The court arrived at this conclusion after determining that a court's role under FIRREA is limited to determining whether the statutory grounds existed for a seizure. The 10th Circuit concluded that, under FIRREA, the statutory grounds exist if in the Director's "opinion" they exist. The court went on to apply a dictionary definition of opinion: "a belief held with confidence, not substantiated by direct proof or knowledge."

The appeal became settled precedent for the post-seizure scope of judicial review for federally insured banks and thrifts after the United States Supreme Court declined to review the case.

In addition to losing on appeal before the 10th Circuit, Franklin's shareholders were denied hearings as a matter of law for their claims to recover the value of their holdings on either Takings (Claims Court and Federal Circuit) or Tort (District and 10th Circuit), a fact which raises questions to this day about the lack of due process in Franklin's case. At one point, in an effort to put an end to the shareholders' legal challenges, the RTC/FDIC brought claims for over $200 million against FSA shareholders, directors and officers. But, following a jury trial, the government lost on all 19 separate claims that the Federal District Court Judge had not dismissed as a matter of law. The FDIC, from FSA assets, then paid the defendants $3.5 million to reimburse them for their counsel fees and expenses.

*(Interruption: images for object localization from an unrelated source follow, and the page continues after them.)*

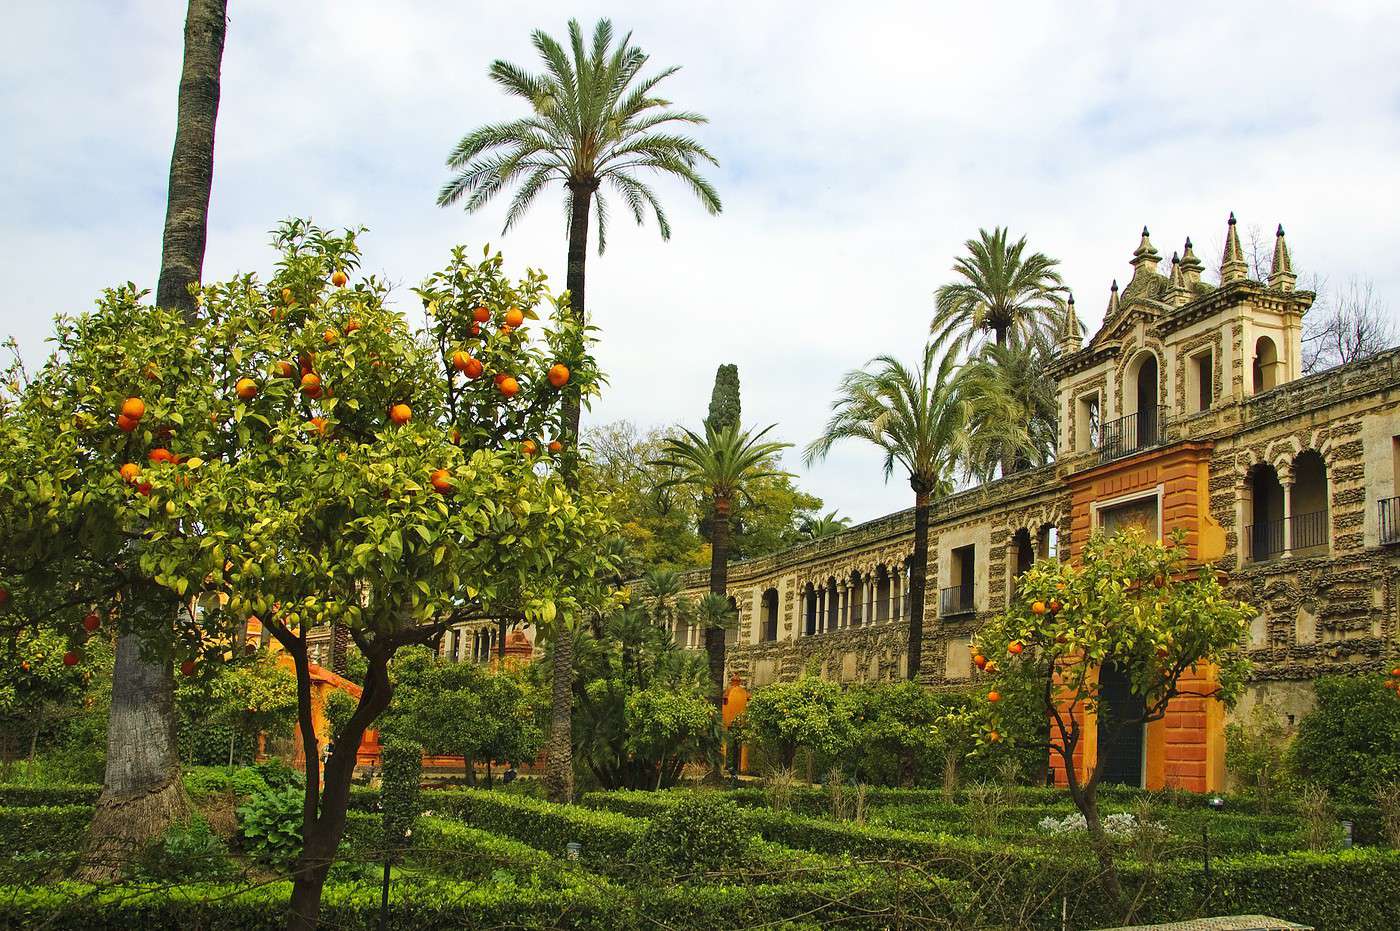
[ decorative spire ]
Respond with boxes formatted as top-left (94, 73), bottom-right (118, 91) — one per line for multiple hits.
top-left (1180, 236), bottom-right (1204, 287)
top-left (1269, 223), bottom-right (1296, 291)
top-left (1167, 253), bottom-right (1190, 307)
top-left (1105, 279), bottom-right (1120, 319)
top-left (1059, 292), bottom-right (1082, 353)
top-left (1220, 212), bottom-right (1248, 283)
top-left (1130, 225), bottom-right (1162, 280)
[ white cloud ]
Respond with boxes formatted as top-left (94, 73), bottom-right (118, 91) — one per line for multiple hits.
top-left (3, 0), bottom-right (1398, 523)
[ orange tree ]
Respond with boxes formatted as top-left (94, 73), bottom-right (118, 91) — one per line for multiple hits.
top-left (970, 529), bottom-right (1252, 908)
top-left (0, 223), bottom-right (618, 929)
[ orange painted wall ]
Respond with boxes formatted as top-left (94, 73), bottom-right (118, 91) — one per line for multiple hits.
top-left (1051, 441), bottom-right (1226, 793)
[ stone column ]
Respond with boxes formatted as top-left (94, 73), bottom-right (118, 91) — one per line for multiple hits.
top-left (1282, 477), bottom-right (1294, 558)
top-left (839, 583), bottom-right (849, 629)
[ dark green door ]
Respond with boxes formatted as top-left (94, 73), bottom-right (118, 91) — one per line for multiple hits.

In 1993, Federal Bankruptcy Judge John Flannagan ruled (Finding of Fact Number 80 in the Bankruptcy Court's opinion in In re Franklin Savings Corp., 159 B.R. 9, 25 (Bankr.D.Kan. 1993): “As of January 1, 1990, FSA capital, according to generally accepted accounting principles, was $388,519,213.” He also noted: "FSC has urged the Court to accept the factual findings Judge Saffels made in Franklin Sav. v. Office of Thrift Supervision, 742 F.Supp. 1089 (D.Kan.1990), as legally binding factual findings in this case. This Court finds it unnecessary to address that request since it has made its own independent findings of fact based on the evidence presented on the record made here."

In 2004, Federal Bankruptcy Court Judge John Lungstrum, in his opinion granting summary judgment in favor of FSC on its objection to the OTS claim in FSC v. OTC, 303 B.R. 488 (D.Kan. 2004), concluded: “It is undisputed that a capital deficiency did not exist.”

Ultimately, in December 2011 bankruptcy court proceedings, the FDIC agreed that in seizing Franklin the OTS had taken over a solvent and fully capital compliant institution (Stipulation Dkt. #1628 filed 12/21/2011, ¶ 4, p. 2 [At the time of the appointment of the Conservator, FSA had a GAAP net worth of $388,519,213.]).